Swedish traders want Nasdaq to cut its trading hours so they can have a better work-life balance
  • Swedish traders want Nasdaq to cut its trading hours, Bloomberg reported.
  • Nasdaq's trading hours in Sweden last for eight and a half hours.

Swedish traders want Nasdaq to cut its trading hours to improve their work-life balance, according to a new report by Bloomberg.

Elisabeth Beskow, the Swedish head of Norway's DNB Bank ASA, told Bloomberg that it was currently "impossible to have a reasonable family life and a job in equities." Women with children were particularly affected, she said.

Nasdaq Sweden's normal trading hours are from 9 a.m. to 5:30 p.m., or eight and a half hours, the same as the Frankfurt Stock Exchange. The London Stock Exchange similarly trades for eight and a half hours, though this runs from 8 a.m. to 4:30 p.m..

Some of the world's biggest stock exchanges, however, have considerably shorter trading times. Both New York Stock Exchange and Nasdaq New York trade for six and a half hours a day. JPX exchange, which operates the Tokyo Stock Exchange, only trades for five hours a day, while the Shanghai Stock Exchange trades for just four hours.
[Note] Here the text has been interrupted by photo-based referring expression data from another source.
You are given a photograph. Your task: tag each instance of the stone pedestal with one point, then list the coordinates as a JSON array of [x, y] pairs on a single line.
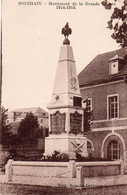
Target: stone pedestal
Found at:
[[65, 108], [2, 156], [70, 144]]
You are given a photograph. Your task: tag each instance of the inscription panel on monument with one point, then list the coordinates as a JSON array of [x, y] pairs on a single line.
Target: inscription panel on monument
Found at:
[[75, 123], [57, 123]]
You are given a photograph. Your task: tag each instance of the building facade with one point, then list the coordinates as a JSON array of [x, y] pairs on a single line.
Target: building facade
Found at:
[[19, 114], [103, 83]]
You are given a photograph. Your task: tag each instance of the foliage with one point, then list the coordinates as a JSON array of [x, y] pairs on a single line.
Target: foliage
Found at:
[[80, 158], [8, 138], [118, 21], [57, 156], [28, 126], [5, 128]]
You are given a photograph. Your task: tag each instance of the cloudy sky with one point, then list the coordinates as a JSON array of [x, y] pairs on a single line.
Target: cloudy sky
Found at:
[[31, 44]]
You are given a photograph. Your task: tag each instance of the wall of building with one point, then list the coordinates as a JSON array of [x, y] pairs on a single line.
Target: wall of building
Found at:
[[99, 98]]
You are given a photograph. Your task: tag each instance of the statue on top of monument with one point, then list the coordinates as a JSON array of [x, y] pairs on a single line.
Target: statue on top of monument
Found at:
[[66, 31]]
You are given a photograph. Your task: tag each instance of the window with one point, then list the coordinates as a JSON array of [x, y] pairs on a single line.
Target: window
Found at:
[[89, 146], [87, 103], [113, 67], [114, 150], [113, 110], [77, 101]]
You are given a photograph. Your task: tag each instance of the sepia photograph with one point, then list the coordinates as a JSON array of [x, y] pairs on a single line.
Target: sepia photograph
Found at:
[[63, 97]]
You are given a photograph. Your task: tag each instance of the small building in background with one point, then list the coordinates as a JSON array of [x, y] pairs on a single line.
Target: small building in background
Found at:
[[103, 83]]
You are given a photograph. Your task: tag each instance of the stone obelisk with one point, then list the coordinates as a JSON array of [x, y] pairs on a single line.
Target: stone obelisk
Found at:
[[65, 108]]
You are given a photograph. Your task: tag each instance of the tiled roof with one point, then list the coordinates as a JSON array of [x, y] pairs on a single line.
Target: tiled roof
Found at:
[[98, 68]]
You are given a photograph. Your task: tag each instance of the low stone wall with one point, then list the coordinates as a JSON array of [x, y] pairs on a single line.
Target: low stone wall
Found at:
[[95, 169], [61, 174]]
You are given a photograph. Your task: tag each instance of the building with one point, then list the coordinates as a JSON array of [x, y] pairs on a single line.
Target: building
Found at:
[[103, 82], [19, 114]]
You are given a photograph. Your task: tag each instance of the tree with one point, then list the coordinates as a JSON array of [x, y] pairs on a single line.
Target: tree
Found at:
[[118, 20], [28, 126], [88, 117]]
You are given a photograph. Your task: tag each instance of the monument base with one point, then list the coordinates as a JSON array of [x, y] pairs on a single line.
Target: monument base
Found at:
[[66, 143]]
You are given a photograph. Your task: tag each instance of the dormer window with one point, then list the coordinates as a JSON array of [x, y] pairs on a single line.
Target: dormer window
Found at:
[[115, 64]]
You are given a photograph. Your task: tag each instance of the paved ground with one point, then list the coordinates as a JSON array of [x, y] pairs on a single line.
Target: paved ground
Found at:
[[15, 189]]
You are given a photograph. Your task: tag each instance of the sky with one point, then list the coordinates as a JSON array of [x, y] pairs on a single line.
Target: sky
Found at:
[[31, 41]]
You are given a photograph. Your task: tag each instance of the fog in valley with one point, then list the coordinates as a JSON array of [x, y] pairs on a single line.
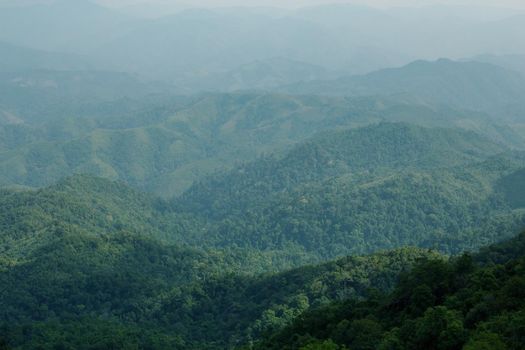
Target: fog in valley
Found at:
[[262, 174]]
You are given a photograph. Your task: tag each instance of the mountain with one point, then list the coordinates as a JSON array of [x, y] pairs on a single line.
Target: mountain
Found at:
[[352, 192], [257, 75], [464, 85], [89, 261], [87, 258], [460, 304], [133, 131]]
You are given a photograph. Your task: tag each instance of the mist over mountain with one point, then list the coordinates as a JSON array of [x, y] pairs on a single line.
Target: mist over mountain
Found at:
[[264, 174]]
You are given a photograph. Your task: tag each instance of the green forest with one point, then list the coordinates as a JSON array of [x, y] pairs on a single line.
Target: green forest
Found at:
[[249, 175]]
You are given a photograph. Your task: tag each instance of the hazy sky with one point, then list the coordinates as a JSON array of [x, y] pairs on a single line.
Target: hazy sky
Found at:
[[520, 4]]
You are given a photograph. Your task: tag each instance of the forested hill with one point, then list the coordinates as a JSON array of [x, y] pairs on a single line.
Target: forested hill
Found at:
[[163, 143], [467, 303], [88, 261], [382, 149], [468, 85], [355, 191]]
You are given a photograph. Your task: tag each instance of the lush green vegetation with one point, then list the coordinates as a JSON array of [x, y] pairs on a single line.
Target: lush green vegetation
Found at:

Per Flostrand, head of equity sales at Norway-based investment bank ABG Sundal Collier, told Bloomberg that traders also have to do work before the opening bell and after the closing bell, too, which makes their days longer. Staff on the European bank's trading desk typically work from 7:25 a.m. to 5:40 p.m., he said.

In 2019, the Association for Financial Markets in Europe and the Investment Association asked European stock exchanges to cut trading hours by 90 minutes, arguing that this would create more efficient markets. They said that the first hour of trading generally attracts little liquidity while the final hour attracts around a third of total daily volume. The associations also said that the long hours impacted traders' wellbeing and made it harder for the industry to recruit people with family and caring commitments.
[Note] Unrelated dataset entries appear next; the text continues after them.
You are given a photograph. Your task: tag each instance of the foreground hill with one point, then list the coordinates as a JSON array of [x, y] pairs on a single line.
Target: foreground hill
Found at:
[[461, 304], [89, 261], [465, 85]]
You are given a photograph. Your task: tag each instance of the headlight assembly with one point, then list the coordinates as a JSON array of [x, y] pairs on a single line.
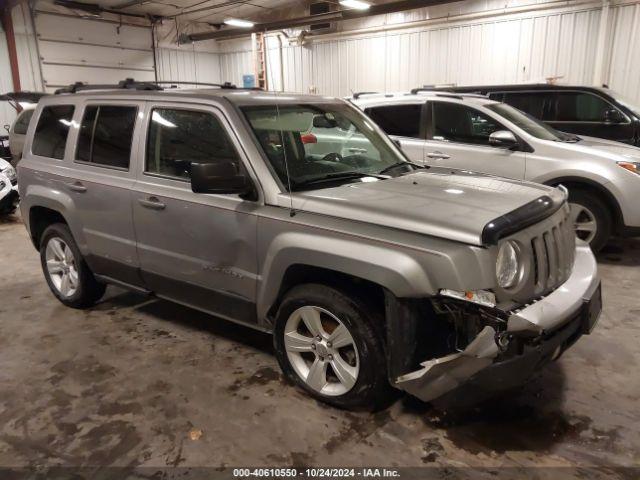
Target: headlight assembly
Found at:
[[508, 265]]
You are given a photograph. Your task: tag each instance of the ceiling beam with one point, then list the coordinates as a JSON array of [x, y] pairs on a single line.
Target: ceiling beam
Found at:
[[337, 16]]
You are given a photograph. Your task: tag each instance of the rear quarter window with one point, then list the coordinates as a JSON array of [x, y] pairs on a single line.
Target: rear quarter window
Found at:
[[22, 122], [52, 131]]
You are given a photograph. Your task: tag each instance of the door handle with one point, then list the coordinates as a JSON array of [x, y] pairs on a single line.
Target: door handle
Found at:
[[77, 187], [438, 155], [152, 202]]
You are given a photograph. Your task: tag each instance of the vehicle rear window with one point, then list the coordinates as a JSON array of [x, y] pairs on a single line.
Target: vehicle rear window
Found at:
[[22, 122], [581, 107], [537, 104], [52, 130], [178, 138], [106, 134], [401, 120]]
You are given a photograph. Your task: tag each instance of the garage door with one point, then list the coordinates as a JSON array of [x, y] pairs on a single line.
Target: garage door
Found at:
[[94, 51]]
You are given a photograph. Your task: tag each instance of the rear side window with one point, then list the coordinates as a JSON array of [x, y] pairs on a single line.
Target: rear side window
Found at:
[[22, 122], [453, 122], [106, 134], [52, 131], [401, 120], [178, 138], [536, 104], [580, 107]]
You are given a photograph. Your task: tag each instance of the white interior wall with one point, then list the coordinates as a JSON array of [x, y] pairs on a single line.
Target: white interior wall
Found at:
[[7, 113], [464, 43]]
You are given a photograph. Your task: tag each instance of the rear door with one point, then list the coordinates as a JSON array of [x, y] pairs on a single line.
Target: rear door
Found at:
[[405, 123], [100, 184], [458, 137]]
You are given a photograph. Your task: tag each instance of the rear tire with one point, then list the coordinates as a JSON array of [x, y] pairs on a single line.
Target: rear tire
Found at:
[[66, 271], [340, 359], [591, 218]]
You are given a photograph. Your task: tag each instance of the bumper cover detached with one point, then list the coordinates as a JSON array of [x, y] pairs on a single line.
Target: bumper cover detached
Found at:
[[542, 332]]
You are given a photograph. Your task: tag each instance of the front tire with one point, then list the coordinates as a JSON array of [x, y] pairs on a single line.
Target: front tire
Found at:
[[591, 218], [67, 274], [327, 345]]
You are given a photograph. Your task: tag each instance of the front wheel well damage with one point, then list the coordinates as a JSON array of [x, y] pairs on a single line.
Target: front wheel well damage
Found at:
[[39, 219]]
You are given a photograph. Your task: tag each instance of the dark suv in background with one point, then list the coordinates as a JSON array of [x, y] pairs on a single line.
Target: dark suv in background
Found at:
[[592, 111]]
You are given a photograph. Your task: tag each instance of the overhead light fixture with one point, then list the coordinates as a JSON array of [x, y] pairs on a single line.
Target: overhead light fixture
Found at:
[[355, 4], [236, 22]]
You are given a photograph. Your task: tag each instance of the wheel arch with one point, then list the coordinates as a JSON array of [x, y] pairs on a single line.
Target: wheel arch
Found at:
[[587, 184]]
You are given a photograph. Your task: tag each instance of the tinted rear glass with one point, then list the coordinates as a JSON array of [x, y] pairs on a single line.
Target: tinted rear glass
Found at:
[[52, 130], [401, 120], [22, 123], [106, 134]]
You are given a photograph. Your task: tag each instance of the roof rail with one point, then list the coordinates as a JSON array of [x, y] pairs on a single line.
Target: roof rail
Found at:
[[357, 95], [128, 84], [131, 84]]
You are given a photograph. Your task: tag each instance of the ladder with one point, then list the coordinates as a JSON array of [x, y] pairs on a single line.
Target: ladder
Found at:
[[260, 60]]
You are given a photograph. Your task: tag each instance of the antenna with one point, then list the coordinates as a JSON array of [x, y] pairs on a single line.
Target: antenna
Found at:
[[292, 211]]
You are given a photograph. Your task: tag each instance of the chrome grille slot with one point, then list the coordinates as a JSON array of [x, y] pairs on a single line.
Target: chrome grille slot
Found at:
[[552, 254]]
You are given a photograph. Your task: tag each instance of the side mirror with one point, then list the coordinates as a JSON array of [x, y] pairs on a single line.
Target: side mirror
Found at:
[[503, 139], [221, 177], [613, 116]]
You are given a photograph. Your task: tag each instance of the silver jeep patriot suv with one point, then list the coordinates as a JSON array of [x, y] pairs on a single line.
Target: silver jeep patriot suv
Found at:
[[369, 271]]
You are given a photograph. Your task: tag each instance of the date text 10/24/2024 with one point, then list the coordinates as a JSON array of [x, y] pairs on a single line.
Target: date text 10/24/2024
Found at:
[[328, 473]]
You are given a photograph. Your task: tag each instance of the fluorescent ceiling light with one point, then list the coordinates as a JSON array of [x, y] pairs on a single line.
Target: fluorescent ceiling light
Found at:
[[236, 22], [356, 4]]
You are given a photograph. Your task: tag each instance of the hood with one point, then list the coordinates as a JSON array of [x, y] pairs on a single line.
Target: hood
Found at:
[[456, 205], [609, 149]]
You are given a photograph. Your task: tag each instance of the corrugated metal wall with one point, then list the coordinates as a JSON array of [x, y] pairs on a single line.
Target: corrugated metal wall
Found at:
[[624, 51], [7, 113], [522, 47]]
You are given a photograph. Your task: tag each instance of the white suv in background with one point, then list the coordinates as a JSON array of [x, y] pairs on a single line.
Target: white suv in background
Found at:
[[475, 133]]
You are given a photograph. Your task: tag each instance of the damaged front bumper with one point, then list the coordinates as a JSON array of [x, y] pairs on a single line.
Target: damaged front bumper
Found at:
[[541, 332]]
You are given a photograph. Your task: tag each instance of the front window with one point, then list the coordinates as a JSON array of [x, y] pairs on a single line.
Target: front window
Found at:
[[317, 145], [532, 126]]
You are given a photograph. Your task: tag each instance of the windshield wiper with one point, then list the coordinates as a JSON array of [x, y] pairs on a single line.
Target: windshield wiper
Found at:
[[335, 176], [398, 164]]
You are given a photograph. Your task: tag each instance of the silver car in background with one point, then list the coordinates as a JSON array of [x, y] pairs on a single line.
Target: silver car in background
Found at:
[[475, 133]]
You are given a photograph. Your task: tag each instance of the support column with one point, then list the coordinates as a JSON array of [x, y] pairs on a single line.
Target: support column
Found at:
[[7, 25], [603, 33]]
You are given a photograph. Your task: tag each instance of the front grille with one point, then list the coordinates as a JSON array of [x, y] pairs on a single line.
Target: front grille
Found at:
[[553, 253]]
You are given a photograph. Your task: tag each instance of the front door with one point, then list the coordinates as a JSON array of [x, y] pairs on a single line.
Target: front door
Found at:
[[405, 124], [195, 249], [458, 137]]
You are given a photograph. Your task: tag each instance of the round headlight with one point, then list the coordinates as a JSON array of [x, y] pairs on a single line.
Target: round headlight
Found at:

"I've never heard such a cohesive majority being positive about the idea of shorter hours than for the past year," Beskow told Bloomberg.

Fredrik Ekstrom, head of Nasdaq Stockholm, told Bloomberg that it "would be open to" cutting its trading hours in Sweden "if it's handled in a coordinated fashion across Europe," but that the idea had been terminated in 2020 following pushback from other exchanges. He said that the exchange worried that it could lead to less business.